FIGS. 4A and 4B each illustrates an embodiment of the visualization device. In FIG. 4A, the visualization device is a patch that can be applied to the body surface. The patch contains light sensitive ink that can react to the light emitted from the blood vessel detecting device and provide a visualization indicating the location and shape of the blood vessel on the patch.

FIG. 4B provides another embodiment of the visualization device similar to the patch illustrated in FIG. 4A, except that the patch is perforated. The perforation provides easy and safe access to the blood vessel as a medical practitioner can easily thread a need through the holes on the patch.

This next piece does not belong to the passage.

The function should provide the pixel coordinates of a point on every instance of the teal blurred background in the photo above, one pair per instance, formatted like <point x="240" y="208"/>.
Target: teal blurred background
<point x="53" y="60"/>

In preferred embodiments, the visualization devices are sterile, disposable patches that can be safely and conveniently used in medical treatments.

Other features, advantages, and implementations of the present disclosures, not expressly disclosed herein, will be apparent to one of ordinary skills in the art upon examination of the following detailed description and accompanying drawings. It is intended that such implied implementations of the present disclosure be included herein.

Claims

1. A system for detecting and marking a blood vessel, comprising:

a. a visualization device; and

b. a detecting device comprising: i. a sensor that detects a first signal from said blood vessel and a second signal from said blood vessel's surrounding tissues; and ii. a processing circuitry that differentiates said blood vessel from its surrounding tissues upon said first signal and said second signal and creates a visible mark of said blood vessel on said visualization device.

2. The system in claim 1, wherein said blood vessel is an artery.

3. The system in claim 1, wherein said blood vessel is a vein.

4. The system in claim 1, wherein said sensor detects a photoptic signal from said blood vessel.

5. The system in claim 4, wherein said photoptic signal is correlated with the oxygen level of the blood.

6. The system in claim 1, wherein said sensor detects a piezoelectric signal from said blood vessel.

7. The system in claim 6, wherein said piezoelectric signal is correlated with the pressure of an arterial wall.

8. The system in claim 1, wherein said visualization device is a patch that can adhere to the body surface and display said visible mark.

9. The system in claim 9, wherein said patch is disposable.

10. The system in claim 9, wherein said patch displays said mark upon application of a light signal transmitted by said processing circuitry indicating position of said blood vessel being detected.

11. The system in claim 10, wherein said light signal is ultraviolet.

12. The system in claim 8, wherein said patch is perforated.

13. A system for detecting and marking a blood vessel, comprising:

a. a visualization device; and

b. a detecting device comprising: i. a sensor that detects a first signal from said blood vessel and a second signal from said blood vessel's surrounding tissues, said sensor comprising a pre-arrangement of sensory elements each corresponds to a specific position on a body surface when said sensor is applied to said body surface; ii. a processing circuitry that differentiates said blood vessel from its surrounding tissues upon said first signal and said second signal and creates a visible mark of said blood vessel on said visualization device.

14. The system in claim 13, wherein said visualization component is a patch that can adhere to the body surface and display said visible mark.

15. The system in claim 14, wherein said patch is disposable.

16. The system in claim 14, wherein said patch is perforated.

17. A method for detecting and marking a blood vessel, comprising:

a. detecting a first signal from said blood vessel and a second signal from said blood vessel's surrounding tissues;

b. processing said first signal and said second signal to differentiate said blood vessel from its surrounding tissues; and

c. creating a visible mark of said blood vessel on a visualization device attached to the body surface.

18. The method in claim 17, wherein said visualization device is a disposable patch.

19. The method in claim 18, wherein said patch is perforated.